光明与黑暗的对抗,彼此在时光之轮的因缘中编织着由自己塑造的世界——
黑暗获胜,一个被暗帝奴役的世界:一切生命都忘记了过去的时光,意识里只有被暗帝塞入的事物,不再有任何选择。
光明获胜,一个消除了战争与暴力的世界:但这难道不是谎言?真的会有无人遭受苦难,不再有孩子挨饿、不再有富人剥削穷人、不再有人们死亡的世界存在吗?
黑暗获胜,一个文明与科技不断发展的世界:在这个世界,如果人没有能力保护自己的财产,就会被剥夺财产;如果人没有能力保护自己的生命,就会被剥夺生命。
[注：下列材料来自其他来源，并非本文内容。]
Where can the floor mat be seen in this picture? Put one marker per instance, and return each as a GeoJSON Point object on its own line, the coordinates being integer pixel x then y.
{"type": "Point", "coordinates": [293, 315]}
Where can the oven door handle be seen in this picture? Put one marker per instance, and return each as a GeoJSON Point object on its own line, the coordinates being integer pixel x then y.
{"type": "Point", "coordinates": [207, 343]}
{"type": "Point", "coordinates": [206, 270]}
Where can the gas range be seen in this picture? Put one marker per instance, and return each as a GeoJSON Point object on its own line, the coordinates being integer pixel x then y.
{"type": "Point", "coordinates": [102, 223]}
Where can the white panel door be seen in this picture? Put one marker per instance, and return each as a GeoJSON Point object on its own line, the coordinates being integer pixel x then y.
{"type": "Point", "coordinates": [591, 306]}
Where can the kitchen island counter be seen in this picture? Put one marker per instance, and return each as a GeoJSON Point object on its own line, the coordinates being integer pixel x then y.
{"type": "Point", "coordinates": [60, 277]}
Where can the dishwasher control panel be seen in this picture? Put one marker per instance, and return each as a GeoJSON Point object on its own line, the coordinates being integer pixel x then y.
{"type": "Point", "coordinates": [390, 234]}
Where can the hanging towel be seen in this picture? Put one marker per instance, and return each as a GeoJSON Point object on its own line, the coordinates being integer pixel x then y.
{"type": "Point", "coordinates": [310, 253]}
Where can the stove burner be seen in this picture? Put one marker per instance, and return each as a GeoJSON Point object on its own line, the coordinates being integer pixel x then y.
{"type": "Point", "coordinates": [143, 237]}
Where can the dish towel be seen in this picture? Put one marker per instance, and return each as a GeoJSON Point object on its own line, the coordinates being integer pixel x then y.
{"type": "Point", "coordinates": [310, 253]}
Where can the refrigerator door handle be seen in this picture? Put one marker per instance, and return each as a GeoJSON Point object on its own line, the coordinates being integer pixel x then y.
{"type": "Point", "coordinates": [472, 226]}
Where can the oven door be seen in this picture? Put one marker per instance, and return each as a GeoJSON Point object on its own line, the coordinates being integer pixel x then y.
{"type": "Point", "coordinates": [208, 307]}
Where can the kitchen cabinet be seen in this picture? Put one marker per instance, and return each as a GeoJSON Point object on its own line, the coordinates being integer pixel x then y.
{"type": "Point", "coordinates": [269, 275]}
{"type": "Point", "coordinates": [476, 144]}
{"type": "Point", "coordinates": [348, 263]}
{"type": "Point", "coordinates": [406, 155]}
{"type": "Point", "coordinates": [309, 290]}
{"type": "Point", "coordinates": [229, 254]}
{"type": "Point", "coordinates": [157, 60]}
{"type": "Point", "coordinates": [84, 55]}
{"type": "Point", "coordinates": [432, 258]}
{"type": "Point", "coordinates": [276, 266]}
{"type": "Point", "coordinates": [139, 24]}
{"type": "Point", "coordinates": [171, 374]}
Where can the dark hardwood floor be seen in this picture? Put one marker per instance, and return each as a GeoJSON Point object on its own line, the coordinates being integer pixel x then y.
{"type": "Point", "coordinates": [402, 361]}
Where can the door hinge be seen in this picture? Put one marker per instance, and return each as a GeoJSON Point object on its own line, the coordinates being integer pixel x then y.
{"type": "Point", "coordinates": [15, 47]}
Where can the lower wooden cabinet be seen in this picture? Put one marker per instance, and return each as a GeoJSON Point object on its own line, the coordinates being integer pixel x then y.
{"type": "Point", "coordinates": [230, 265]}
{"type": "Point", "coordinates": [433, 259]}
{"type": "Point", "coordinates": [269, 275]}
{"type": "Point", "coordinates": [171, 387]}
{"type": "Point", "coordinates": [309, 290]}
在这个世界,没有怜悯,没有同情,没有善恶。
光明获胜,一个将暗帝从因缘中彻底抹除的世界:人们不再需要武器与战斗,因为这个世界中不存在恐惧,因为这个世界只有光明,就如同一个只有黑暗的世界,人们失去了选择,只能成为被光明所塑造的样貌。
光明与黑暗达成和解契约,完美的平衡,意味着没有任何事物存在的世界。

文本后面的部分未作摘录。